Manufacturers are offering a range of BEV deals to private buyers, including flexible subscription models and attractive finance rates. However, the SMMT believes more could be done by other stakeholders to make all-electric vehicles more compelling.
One issue holding back BEV uptake is the cost of public charging. Plugging in a vehicle at home can result in cost-per-mile savings of up to 70% compared with refuelling an ICE vehicle. This is thanks to a 5% VAT rate on energy prices, but those who do not have off-street parking, or are unable to install a domestic charging point, pay the full 20% VAT rate on public chargers.
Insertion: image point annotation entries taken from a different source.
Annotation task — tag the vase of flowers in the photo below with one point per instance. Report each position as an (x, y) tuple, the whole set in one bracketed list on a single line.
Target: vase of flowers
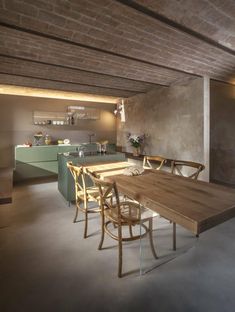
[(136, 141)]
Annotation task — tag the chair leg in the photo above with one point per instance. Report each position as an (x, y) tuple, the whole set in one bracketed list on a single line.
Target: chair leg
[(151, 238), (102, 231), (86, 219), (130, 230), (76, 215), (119, 250), (174, 236)]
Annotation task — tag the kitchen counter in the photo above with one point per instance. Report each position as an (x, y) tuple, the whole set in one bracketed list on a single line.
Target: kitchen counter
[(65, 179), (42, 161)]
The SMMT suggest that VAT equity would make switching to a plug-in vehicle feasible for more people regardless of home ownership or property status.
‘The new car market is growing back and growing green, as the attractions of electric cars become apparent to more drivers,’ commented SMMT chief executive Mike Hawes. ‘But meeting our climate goals means we have to move even faster.
‘Most electric vehicle owners enjoy the convenience and cost saving of charging at home but those that do not have a driveway or designated parking space must pay four times as much in tax for the same amount of energy. This is unfair and risks delaying greater uptake, so cutting VAT on public EV charging will help make owning an EV fairer and attractive to even more people,’ he added.
Plug-in vehicles forecast to overtake ICE
The latest EV-volumes.com (part of Autovista Group) forecast for 2023 and 2024 has been reduced, with the UK now expected to see registrations rise by 15.5% this year, and 5.9% next year. The figures suggest that the UK market will continue to grow, but full-year volumes will not return to pre-COVID-19 levels before 2028.
‘With inflation remaining stubbornly high and the 13th rise in interest rates since December 2021, our forecast for 2023 and 2024 has been reduced to 1.86 million units and 1.97 million units, respectively,’ commented Neil King, forecasting lead at EV-volumes.com. ‘However, the market share of BEVs and PHEVs is developing nicely in line with the latest EV-volumes forecast, which calls for BEVs and PHEVs to gain 17% and 6% market share respectively in 2023.’
The current forecast also projects that by 2026, plug-in vehicles will have overtaken ICE models, including mild hybrids (HEVs), to become the leading powertrain type in the country. This growth will continue to accelerate towards the ban on new petrol and diesel models in 2030, with BEVs reaching over a million registrations for the first time in 2027.
The UK industry is calling for more support from the UK government as it faces a number of challenges, including a skills shortage, potential of trade tariffs with the EU, and a transition to new technologies. This support, listed as five pledges in a new SMMT report, suggests the market could deliver up to £106 billion (€124 billion) to the economy and help the country achieve its net-zero targets.
Already, UK vehicle manufacturing is reducing its carbon footprint. Last year saw emissions per vehicle fall by 2.8%, while at the same time producing a record-high proportion of electric vehicles (EVs), according to the SMMT’s annual Sustainability Report.
While EVs require more energy to produce, manufacturers have been able to advance production efficiencies. Last year’s CO2 output was down by nearly 17,700 tonnes, the equivalent carbon reduction of more than 800,000 trees.
Yet while the country is scaling up its EV output, battery production is lagging, with up to 90GWh of gigafactory capacity needed by 2030 to meet the UK’s manufacturing needs. With the post-Brexit ‘Rules of Origin’ enshrined in the Free Trade Agreement set to be adopted from the start of 2024, the need to rapidly expand battery-manufacturing capabilities in the UK is as important as ever. ‘
As demand for electric vehicles continues to grow at home and overseas, the UK can distinguish itself as a low-carbon manufacturing nation, but this depends on critical investment in gigafactories and the affordable, renewable energy needed to power them. The sector has made huge strides in recent years but there is much more to be done,’ added Hawes.